If you are a seed company, you can start pitching VC’s, pitch 100, and then change your asking amount and strategy before pitching 100 more. There are SO many seed funds.
But there are only 100 or so firms that can legitimately do your series B-D. And if you go to market with too big of an ask, you’re given a second chance. By the time you come with a smaller ask, you’re “old news” and “damaged goods.” You may have built a company with real value that’s about to go bankrupt.
(3) Not setting expectations to the market:
Many founders avoid talking to VC’s in between financings. It’s the founder’s job to inform the market “what is success between now and my next round” and then achieve it. But if investors don’t have a framework of “what is good and what is not?” they may just resort to market comps like 75% YoY growth of top-line and margin expansion, even if that’s not what you were trying to prove.
On top of that — right now growth funds are SO FOCUSED on growth it’s crazy. There is real power law. If you are growing 100% YoY, life is good, and you’ll raise a huge round. If not… you’re in a pretty vacant space.. which is bad.
If you are optimizing towards business fundamentals and not top-line growth — you better be screaming at the market about your intention well in advance of your raise, so that you’ve set the bar of what success is early.

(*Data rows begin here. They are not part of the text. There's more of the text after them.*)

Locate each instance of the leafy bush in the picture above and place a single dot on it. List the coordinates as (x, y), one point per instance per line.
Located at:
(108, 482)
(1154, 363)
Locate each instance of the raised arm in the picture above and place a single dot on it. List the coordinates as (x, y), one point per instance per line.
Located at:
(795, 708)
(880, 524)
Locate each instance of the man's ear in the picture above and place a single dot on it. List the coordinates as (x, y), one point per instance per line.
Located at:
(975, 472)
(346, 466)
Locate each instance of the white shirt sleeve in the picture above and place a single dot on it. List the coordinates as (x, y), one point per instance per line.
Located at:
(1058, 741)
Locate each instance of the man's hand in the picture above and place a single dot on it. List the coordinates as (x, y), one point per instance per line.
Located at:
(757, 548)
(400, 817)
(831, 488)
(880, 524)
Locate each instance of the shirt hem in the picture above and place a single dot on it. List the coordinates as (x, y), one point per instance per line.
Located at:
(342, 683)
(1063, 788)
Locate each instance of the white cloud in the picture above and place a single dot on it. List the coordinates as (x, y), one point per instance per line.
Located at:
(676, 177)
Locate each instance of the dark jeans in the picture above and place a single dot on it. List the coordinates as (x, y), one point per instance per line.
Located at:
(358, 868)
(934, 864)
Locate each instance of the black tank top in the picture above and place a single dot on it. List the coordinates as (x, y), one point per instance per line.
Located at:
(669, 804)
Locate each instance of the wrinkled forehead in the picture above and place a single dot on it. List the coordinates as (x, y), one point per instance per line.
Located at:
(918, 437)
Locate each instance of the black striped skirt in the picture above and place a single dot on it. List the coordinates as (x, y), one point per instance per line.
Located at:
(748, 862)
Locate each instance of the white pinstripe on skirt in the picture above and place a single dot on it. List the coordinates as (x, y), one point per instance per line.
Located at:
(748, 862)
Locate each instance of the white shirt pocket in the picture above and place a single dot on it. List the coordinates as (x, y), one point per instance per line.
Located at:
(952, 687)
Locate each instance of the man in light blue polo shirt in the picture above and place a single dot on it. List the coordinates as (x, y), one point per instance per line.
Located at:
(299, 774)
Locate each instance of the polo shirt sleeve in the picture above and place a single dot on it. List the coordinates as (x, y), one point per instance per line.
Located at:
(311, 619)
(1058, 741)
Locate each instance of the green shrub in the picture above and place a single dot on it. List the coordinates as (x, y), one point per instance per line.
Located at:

(4) Founders not staying in touch with existing investors:
When things are going well, you can give existing board members/existing investors the middle finger and go find money from someone else. But when things are going in the middle, or poorly — it’s them who are going to bridge you. You better have a good relationship w/ them and know what they’re going to want to see “in case.”
(5) Over-valuing the signal of other deals in the market:
X company just raised at $Y valuation, why am I not?
Keep in mind… a valuation in VC is what one person at one firm thought one class of security of one company might be worth. There are SO MANY DYNAMICS that go into a raise. You can’t use one anomaly as the generalized rule of how your round should go.
In short — I always suggest:
(1) Treat your existing investors as if you’ll need them to bridge you later. Even if things are going well now. And it’s been 4 years, and life is good, and you’re super confident… who knows what can happen. Assume you need to call the in 6 months with a big ask.
(2) After you close a round, talk to a handful of potential investors for your next round. Know what they’ll be looking for. If you disagree with them, educate them early on what they should be looking for.
(3) Keep in touch every 4 months or so.
If you do all this… worst case scenario you wasted 5–10 hours per month. As the CEO, your #1 job is to not run out of money. Seems worth it.
And if you don’t… you could run out of money for the whole company.
Feels like an asymmetric trade to me.